2012 Fiscal Year Annual Research Report
Project/Area Number |
12J04117
|
Research Institution | Kyoto University |
Principal Investigator |
平松 亮 京都大学, 理学研究科, 特別研究員(DC1)
|
Keywords | スピントロニクス |
Research Abstract |
本研究は磁壁の工学的デバイスへの応用と、伝導電子のスピンと磁壁との相互作用という磁性と電子輸送現象における基礎物理学の理解を深めることを目的にしている。本年度は、申請書に記載した電流誘起磁壁回転運動によるマイクロ波発振の研究を進めた。電流誘起磁壁回転運動とは、1次元細線の中にピン止めされた磁壁に直流電流を印加することで磁壁内の磁化の回転を誘起される現象である。 採用当初計画したGMR、TMR構造では、GMR構造ではCo/Ni層への分流比が小さく十分な電流密度が印加できなかったこと、およびTMR構造では磁壁抵抗測定が困難であったため、今まで用いてきたCo/Ni多層膜の上部にTa/Pt、下部にPt/Taの対称構造を持つ素子構造を用いて実験を進めた。 初めに、これまで研究代表者が報告したノッチ構造を有する細線中への磁壁のピニングを行い、直流電流印加により誘起されるマイクロ波発振を周波数測定で調べた。

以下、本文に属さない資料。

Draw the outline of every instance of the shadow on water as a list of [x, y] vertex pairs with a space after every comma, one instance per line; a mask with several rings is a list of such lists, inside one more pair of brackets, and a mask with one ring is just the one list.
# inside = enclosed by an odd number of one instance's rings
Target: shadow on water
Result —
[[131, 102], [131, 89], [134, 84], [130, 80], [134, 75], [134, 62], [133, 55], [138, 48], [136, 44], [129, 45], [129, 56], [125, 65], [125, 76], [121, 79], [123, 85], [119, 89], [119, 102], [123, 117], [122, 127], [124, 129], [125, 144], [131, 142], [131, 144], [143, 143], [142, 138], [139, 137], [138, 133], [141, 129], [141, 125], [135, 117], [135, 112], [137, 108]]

電流密度、外部磁場等の条件を検討したが、いずれの条件においても磁化回転に由来するピークの検出が困難であることが分かった。しかしながら、ノッチのピン止め構造を検討した結果、Co/Ni細線中の磁壁とNiFe合金間の双極子相互作用による磁壁のピン止めを、電気測定および磁気力顕微鏡を用いた直接観測から明らかにした。この成果は、国際学会で発表するとともに、学会誌Journal of Korean Physical Societyに報告した。双極子相互作用を用いた磁壁のピン止めの例は限られており、この成果は磁壁ダイナミクスの理解を推し進めるものであるとともに、磁壁回転デバイスへの応用の足がかりとなりうる。 研究の次の段階として、研究代表者は非対称構造における磁壁駆動に注目した。このような系では、スピンホール効果により下部あるいは上部層から強磁性層にスピンが注入され、磁壁は注入されたスピンによりトルクを受けるためより直接的に伝導電子と磁壁の相互作用について知見を得ることができる。材料としてはCo/Ni多層膜の上部に非磁性体のMgO、下部にスピン軌道相互作用の強いPtを有する多層膜を用い、ジャロシンスキー守谷相互作用やスピンホール効果を研究対象とする。研究代表者はすでに測定系、素子作製を完成させた。
|
Current Status of Research Progress |
Current Status of Research Progress
1: Research has progressed more than it was originally planned.
Reason
本研究の目的は、伝導電子のスピンと磁壁との相互作用を用いた磁壁の工学的デバイスへの応用である。 当初予定していたGMR、TMR構造での研究は達成できなかったが、NiFe合金を用いた双極子相互作用に着目し、Co/Ni細線中の磁壁のピン止めの新しい手法の開発に成功し、国際学会や学会誌Joumal of Korean Physical Societyに報告することができた。一連の過程で測定系の立ち上げを完了し、非対称構造Co/Ni多層膜を用いた次の段階への下地を築くことができた。したがって、本年度は当初の計画以上に進展しているといえる。
|
Strategy for Future Research Activity |
本年度の方針は、非対称Co/Ni多層膜構造を用いて伝導電子と磁壁との相互作用を明らかにすることである。非対称構造では磁壁にスピンホール効果が強く影響するとともに、非対称性からくるジャロシンスキー守谷相互作用によって磁壁構造が一意に決まることが報告されている。これらの強さを定量的に見積もるために、非対称Co/Ni細線内への複数の磁壁の導入し、磁壁間で形成される準安定状態の観測を目指す。その後、磁場あるいは電流印加時の準安定状態の磁壁の挙動(磁壁の消失あるいは移動)からこれらの効果が及ぼす影響を詳細に明らかにする。